Où suis-je au lieu d'être cet arbre, me dis-je.

Par bien des aspects, l'effet vécu par la consommation d'herbe s'approche des intentions recherchées dans la phénoménologie. La tentative d'absorption de Roquentin dans son bock de bière, dans La Nausée, a été écrit après une série d'altérations de l'esprit. Sartre jugeait très sérieuse la qualité de réflexion que lui permettait certaines séances d'hallucination. Mais Sartre pas seulement. Toute une certaine période des années trente à cinquante a expérimenté les conséquence sur la pensée, sur la recherche philosophique, de l'absorption des drogues. La réflexion sur la personne, sur l'individu historique contemporain, s'est vue gratifiée d'un double éclaircissement : d'un côté, on comprenait que la clarté de l'esprit pouvait aller jusqu'à une considération sur soi-même, chose que la phénoménologie conçoit comme nouvelle pour la philosophie ; mais de l'autre on admettait aussi le sentiment de maladresse et de ridicule qu'implique l'état "d'ébriété". Les tentatives d'écriture sur le sujet se réfèrent presque toujours à Baudelaire ; le poète avisé mais maladroit, en passage constant dans la ville et comme hors d'elle ; déséquilibre de l'idée et de l'action qui a rendu perplexe plus d'un penseur. Walter Benjamin se décrit ainsi assistant à la danse de ses plats devant le menu d'un restaurant à Marseille : sa stupéfaction n'en finit pas. Il se lève sans raison, ne sait plus où s'asseoir. Et cependant cette maladresse même a la capacité d'exister entièrement ; elle semble indiquer l'effet de défaillance de l'attention que produit la concentration de l'esprit – de l'âme dirait-il. Benjamin pour définir cet état part d'un rapprochement avec le mythe du fil d'Ariane :

"Pour commencer à résoudre l'énigme de l'extase de transe, on devrait méditer sur le fil d'Ariane. Quelle joie dans l'acte simple de dérouler une boule de fil.
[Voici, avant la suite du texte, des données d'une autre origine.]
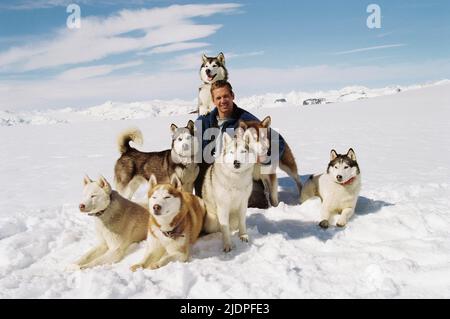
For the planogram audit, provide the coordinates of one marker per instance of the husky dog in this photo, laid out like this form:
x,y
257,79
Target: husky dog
x,y
261,135
227,187
176,219
213,69
119,223
135,167
338,188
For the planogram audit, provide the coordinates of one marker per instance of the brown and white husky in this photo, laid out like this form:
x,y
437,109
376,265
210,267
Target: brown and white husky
x,y
176,220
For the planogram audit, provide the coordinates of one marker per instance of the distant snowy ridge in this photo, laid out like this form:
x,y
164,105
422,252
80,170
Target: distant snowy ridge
x,y
146,109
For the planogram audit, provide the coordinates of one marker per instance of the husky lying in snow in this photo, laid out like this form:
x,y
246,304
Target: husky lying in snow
x,y
134,167
119,223
212,69
338,188
227,187
176,219
261,135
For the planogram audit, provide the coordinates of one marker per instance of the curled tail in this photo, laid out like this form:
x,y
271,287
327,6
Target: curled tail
x,y
124,138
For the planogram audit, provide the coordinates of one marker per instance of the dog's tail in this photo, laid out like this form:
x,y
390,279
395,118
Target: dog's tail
x,y
124,138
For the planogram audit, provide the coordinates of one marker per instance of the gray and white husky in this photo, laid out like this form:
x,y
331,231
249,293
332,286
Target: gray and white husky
x,y
212,69
338,188
227,187
134,167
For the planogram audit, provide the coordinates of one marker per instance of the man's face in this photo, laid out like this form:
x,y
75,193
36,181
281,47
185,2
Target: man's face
x,y
224,100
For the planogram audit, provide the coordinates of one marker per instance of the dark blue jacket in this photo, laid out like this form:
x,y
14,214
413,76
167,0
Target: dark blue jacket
x,y
210,120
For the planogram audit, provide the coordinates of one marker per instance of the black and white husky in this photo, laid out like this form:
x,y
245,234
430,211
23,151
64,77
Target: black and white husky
x,y
338,188
213,69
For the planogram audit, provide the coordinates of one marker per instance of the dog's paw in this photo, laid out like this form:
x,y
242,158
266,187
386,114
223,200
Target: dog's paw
x,y
227,248
136,267
324,224
244,238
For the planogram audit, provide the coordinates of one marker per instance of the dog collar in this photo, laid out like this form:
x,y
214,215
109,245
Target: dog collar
x,y
174,233
98,214
351,180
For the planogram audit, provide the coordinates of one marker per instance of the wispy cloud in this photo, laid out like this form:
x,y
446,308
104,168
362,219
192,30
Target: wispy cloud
x,y
385,34
99,38
94,71
231,55
174,47
191,61
45,4
380,47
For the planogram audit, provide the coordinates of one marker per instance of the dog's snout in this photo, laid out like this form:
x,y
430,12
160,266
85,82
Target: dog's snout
x,y
157,209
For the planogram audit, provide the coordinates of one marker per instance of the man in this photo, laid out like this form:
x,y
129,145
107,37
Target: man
x,y
225,116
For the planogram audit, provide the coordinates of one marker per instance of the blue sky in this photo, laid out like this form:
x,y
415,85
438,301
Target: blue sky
x,y
270,46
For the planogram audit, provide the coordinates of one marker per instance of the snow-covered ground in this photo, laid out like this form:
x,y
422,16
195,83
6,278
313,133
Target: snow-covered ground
x,y
397,245
147,109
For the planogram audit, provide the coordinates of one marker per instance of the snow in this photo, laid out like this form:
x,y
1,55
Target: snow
x,y
111,110
396,246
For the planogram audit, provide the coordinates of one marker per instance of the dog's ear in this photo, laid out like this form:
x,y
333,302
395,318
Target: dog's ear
x,y
266,122
351,154
226,139
190,126
103,183
86,180
221,58
152,182
173,128
175,182
333,155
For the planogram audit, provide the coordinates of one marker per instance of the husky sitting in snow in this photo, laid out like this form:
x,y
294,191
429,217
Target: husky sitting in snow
x,y
119,223
176,219
227,187
212,69
261,136
134,167
338,188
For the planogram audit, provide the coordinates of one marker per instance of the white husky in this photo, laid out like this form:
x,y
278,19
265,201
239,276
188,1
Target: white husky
x,y
338,188
227,187
119,223
212,69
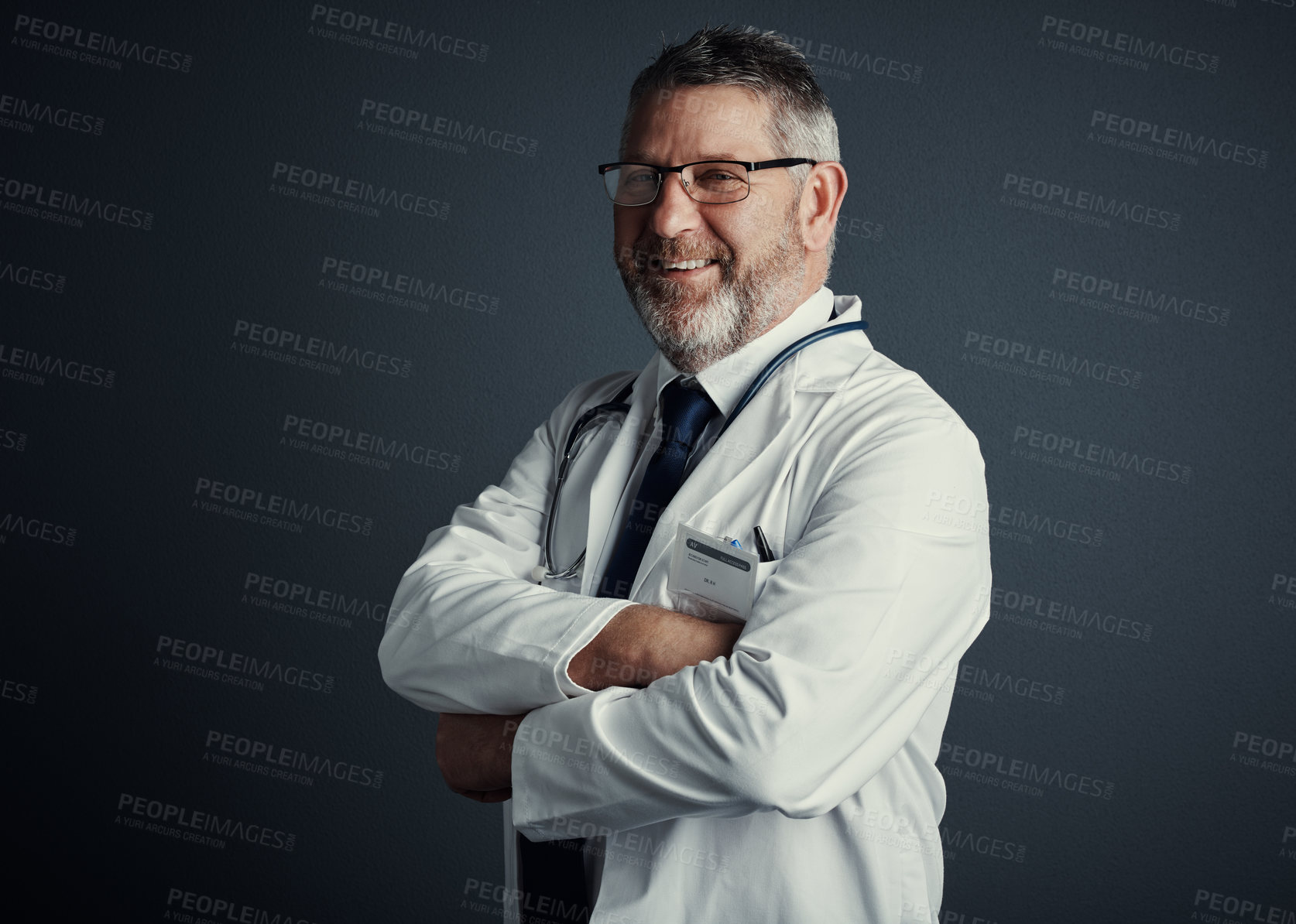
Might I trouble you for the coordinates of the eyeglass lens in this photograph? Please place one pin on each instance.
(711, 183)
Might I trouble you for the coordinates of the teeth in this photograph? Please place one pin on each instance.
(686, 265)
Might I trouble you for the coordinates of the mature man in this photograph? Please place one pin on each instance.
(726, 748)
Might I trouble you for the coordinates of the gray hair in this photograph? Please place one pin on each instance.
(801, 121)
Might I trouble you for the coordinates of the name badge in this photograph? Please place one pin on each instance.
(711, 578)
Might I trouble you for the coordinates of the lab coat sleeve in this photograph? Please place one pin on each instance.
(855, 631)
(469, 631)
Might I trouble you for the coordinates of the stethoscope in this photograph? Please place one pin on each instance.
(599, 414)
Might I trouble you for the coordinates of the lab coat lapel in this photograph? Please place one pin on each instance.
(609, 484)
(757, 440)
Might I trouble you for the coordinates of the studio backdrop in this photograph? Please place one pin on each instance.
(282, 284)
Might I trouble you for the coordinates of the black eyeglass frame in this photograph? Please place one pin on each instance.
(661, 175)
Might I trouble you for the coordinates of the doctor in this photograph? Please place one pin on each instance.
(761, 751)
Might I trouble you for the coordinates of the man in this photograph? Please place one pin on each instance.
(780, 770)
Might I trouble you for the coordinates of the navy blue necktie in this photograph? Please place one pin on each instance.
(684, 414)
(555, 870)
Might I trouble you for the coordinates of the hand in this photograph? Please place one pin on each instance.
(475, 755)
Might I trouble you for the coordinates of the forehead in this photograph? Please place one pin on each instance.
(690, 123)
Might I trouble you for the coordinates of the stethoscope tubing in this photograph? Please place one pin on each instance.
(619, 406)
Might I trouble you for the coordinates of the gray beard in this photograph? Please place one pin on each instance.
(730, 315)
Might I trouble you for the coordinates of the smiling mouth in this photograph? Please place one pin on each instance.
(677, 266)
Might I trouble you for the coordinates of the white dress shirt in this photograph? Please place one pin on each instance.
(794, 780)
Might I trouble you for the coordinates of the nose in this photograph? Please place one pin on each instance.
(673, 211)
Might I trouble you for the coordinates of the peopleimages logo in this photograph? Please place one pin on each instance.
(1069, 284)
(27, 113)
(65, 207)
(249, 503)
(446, 128)
(296, 349)
(271, 760)
(108, 50)
(15, 524)
(190, 824)
(386, 36)
(1027, 357)
(50, 364)
(1121, 48)
(825, 60)
(235, 668)
(1081, 205)
(1238, 909)
(40, 280)
(1034, 611)
(342, 442)
(182, 904)
(1025, 772)
(1075, 453)
(1173, 144)
(297, 599)
(399, 289)
(354, 195)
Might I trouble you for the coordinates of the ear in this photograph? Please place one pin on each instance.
(821, 201)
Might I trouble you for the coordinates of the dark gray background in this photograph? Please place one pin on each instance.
(936, 255)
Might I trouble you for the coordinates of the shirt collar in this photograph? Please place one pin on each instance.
(726, 380)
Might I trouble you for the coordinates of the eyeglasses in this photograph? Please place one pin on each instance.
(708, 182)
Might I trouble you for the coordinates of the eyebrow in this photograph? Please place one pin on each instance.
(639, 157)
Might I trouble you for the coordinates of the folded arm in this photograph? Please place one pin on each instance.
(849, 645)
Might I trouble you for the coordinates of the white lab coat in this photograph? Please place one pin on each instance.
(794, 780)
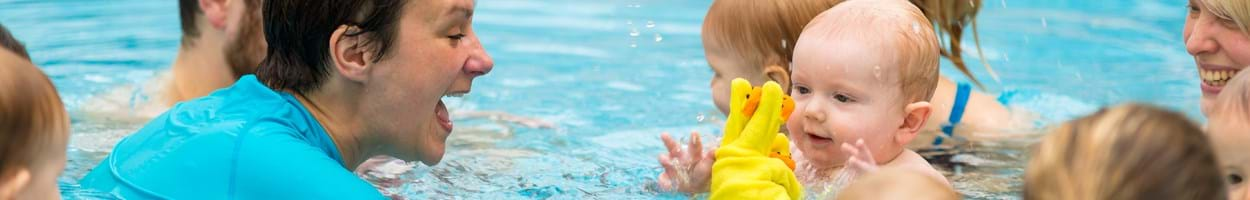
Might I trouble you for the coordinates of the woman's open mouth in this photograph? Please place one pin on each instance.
(440, 111)
(1215, 78)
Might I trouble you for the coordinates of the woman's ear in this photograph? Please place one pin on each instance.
(349, 53)
(11, 185)
(914, 118)
(779, 74)
(215, 11)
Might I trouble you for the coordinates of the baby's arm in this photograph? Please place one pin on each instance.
(686, 170)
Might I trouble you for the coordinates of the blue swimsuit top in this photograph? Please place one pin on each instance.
(956, 111)
(244, 141)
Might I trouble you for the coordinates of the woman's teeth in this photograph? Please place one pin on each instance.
(1215, 78)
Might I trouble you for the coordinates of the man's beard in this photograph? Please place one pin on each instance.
(246, 50)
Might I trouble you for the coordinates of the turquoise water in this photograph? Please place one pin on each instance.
(578, 65)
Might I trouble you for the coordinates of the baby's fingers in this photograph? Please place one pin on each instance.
(695, 146)
(674, 148)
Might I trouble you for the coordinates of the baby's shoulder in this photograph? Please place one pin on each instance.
(911, 160)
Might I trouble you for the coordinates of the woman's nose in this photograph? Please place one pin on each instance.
(1199, 40)
(479, 61)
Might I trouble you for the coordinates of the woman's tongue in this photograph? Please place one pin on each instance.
(440, 111)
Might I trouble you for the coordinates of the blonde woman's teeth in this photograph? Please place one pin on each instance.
(1215, 78)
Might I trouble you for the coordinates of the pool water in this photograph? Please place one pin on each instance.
(614, 74)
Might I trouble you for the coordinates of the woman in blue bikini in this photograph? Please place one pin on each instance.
(344, 80)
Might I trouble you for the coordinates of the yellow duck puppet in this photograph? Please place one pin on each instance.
(754, 159)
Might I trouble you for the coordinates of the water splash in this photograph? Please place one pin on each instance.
(915, 28)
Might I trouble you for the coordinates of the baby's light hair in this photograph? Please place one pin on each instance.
(1129, 151)
(909, 34)
(761, 33)
(31, 114)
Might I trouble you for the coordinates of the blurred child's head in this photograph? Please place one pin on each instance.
(898, 184)
(34, 130)
(1230, 133)
(754, 40)
(11, 44)
(865, 69)
(1129, 151)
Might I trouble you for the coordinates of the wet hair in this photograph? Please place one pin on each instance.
(950, 18)
(1234, 100)
(761, 33)
(11, 44)
(31, 115)
(189, 11)
(299, 31)
(1128, 151)
(906, 30)
(1235, 10)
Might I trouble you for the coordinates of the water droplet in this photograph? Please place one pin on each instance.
(876, 73)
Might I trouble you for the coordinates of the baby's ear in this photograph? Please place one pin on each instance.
(914, 118)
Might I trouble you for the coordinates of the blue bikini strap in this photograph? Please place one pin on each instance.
(956, 111)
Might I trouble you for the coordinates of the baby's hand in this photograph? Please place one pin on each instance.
(685, 170)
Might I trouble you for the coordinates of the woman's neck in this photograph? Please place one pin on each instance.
(335, 110)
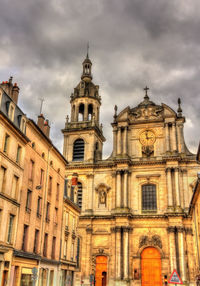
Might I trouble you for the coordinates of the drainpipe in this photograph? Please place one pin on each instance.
(44, 208)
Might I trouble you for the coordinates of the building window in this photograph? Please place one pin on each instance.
(6, 143)
(149, 201)
(53, 248)
(50, 185)
(14, 189)
(36, 241)
(23, 125)
(72, 251)
(18, 157)
(31, 170)
(48, 212)
(41, 177)
(25, 237)
(10, 228)
(78, 150)
(57, 192)
(2, 178)
(39, 206)
(11, 112)
(65, 250)
(79, 195)
(56, 217)
(28, 201)
(45, 244)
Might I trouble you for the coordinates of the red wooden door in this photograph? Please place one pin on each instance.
(151, 267)
(101, 271)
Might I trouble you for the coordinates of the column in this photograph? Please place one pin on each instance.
(114, 141)
(118, 189)
(176, 173)
(126, 251)
(180, 138)
(119, 149)
(185, 189)
(118, 252)
(181, 252)
(172, 250)
(174, 141)
(169, 187)
(89, 199)
(86, 112)
(125, 203)
(76, 113)
(167, 137)
(125, 140)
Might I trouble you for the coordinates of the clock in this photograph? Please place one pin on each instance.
(147, 138)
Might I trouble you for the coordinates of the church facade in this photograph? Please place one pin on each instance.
(134, 224)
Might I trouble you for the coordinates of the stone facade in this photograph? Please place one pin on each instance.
(136, 199)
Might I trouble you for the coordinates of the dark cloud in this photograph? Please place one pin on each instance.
(133, 43)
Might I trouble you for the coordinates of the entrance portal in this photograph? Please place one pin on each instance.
(101, 271)
(151, 267)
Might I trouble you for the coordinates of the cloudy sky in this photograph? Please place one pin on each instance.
(133, 43)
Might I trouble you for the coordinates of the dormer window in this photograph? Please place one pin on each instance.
(11, 111)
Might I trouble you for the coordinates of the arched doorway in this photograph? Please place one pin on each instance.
(101, 271)
(151, 267)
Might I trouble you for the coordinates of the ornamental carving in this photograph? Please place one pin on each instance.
(155, 240)
(102, 191)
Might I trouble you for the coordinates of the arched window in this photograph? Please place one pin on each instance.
(78, 150)
(149, 201)
(79, 195)
(81, 112)
(90, 111)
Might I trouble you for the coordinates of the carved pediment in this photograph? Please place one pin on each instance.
(150, 112)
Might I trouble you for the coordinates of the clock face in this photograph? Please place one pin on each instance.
(147, 138)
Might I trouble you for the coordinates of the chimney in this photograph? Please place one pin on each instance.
(40, 122)
(15, 93)
(46, 128)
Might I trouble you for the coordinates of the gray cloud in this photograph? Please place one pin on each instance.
(133, 43)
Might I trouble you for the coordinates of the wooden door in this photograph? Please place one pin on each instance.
(101, 271)
(151, 267)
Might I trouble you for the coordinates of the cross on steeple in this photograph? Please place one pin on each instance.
(146, 94)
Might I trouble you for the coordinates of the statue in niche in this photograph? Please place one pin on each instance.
(102, 197)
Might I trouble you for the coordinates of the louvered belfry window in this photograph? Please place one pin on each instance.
(149, 202)
(78, 150)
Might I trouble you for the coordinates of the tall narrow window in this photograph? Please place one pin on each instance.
(78, 150)
(56, 216)
(10, 228)
(2, 179)
(50, 185)
(65, 188)
(48, 212)
(6, 143)
(25, 237)
(31, 170)
(14, 189)
(149, 201)
(18, 157)
(79, 195)
(39, 206)
(53, 248)
(45, 244)
(57, 191)
(41, 177)
(28, 201)
(36, 241)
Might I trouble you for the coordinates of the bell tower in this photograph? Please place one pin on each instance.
(83, 136)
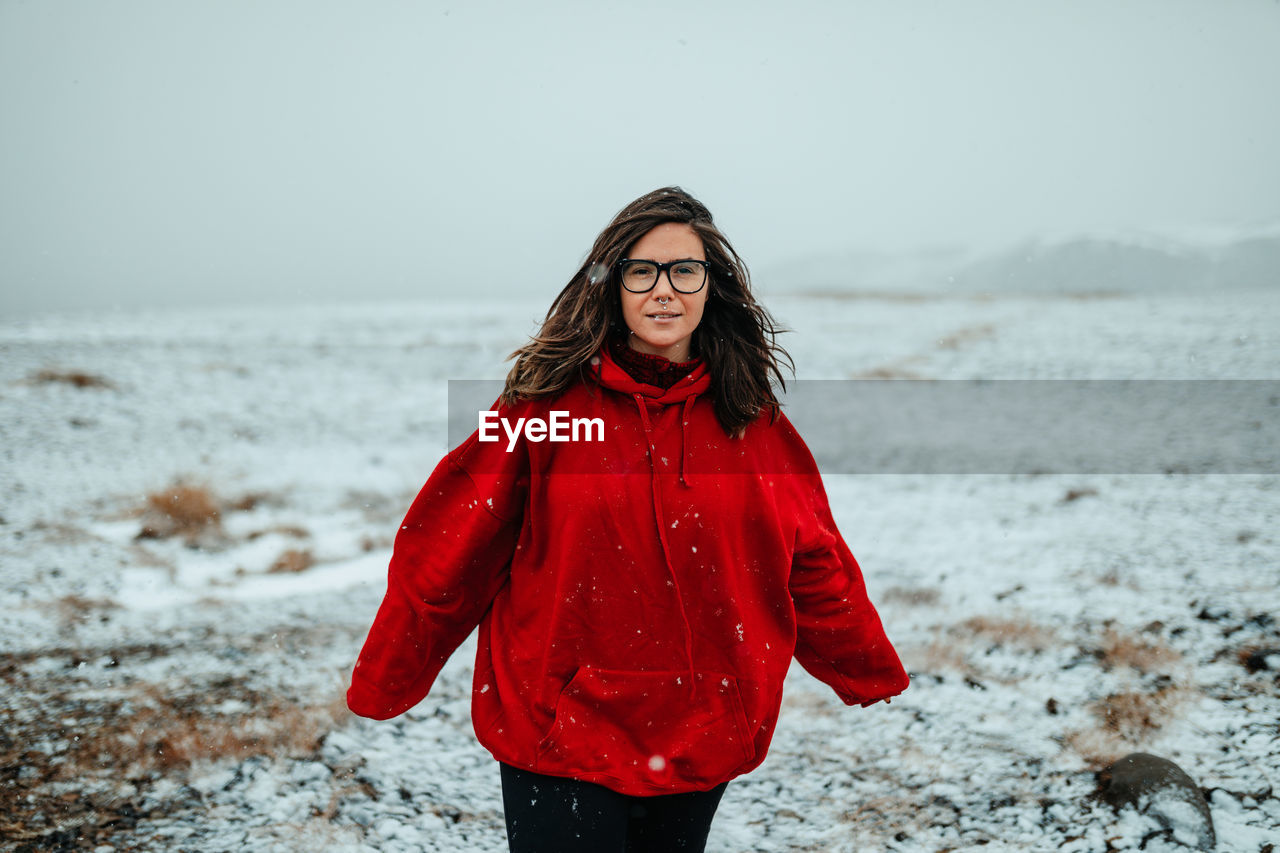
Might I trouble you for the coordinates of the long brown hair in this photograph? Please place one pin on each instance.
(736, 337)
Et cette joie est très profondément liée à la joie de transe, comme à celle de création. On avance ; mais en avançant, non seulement on découvre les tours et les détours de la caverne, mais on goûte ce plaisir de la découverte à l'encontre de l'autre contexte, de l'autre bonheur rythmique qui déroule le fil. La certitude de dérouler une pelote parfaitement roulée – n'est-ce pas la joie de toute productivité, au moins dans la prose ? Et justement sous l'effet du hashish nous sommes des êtres-prose enchantés au plus haut degré."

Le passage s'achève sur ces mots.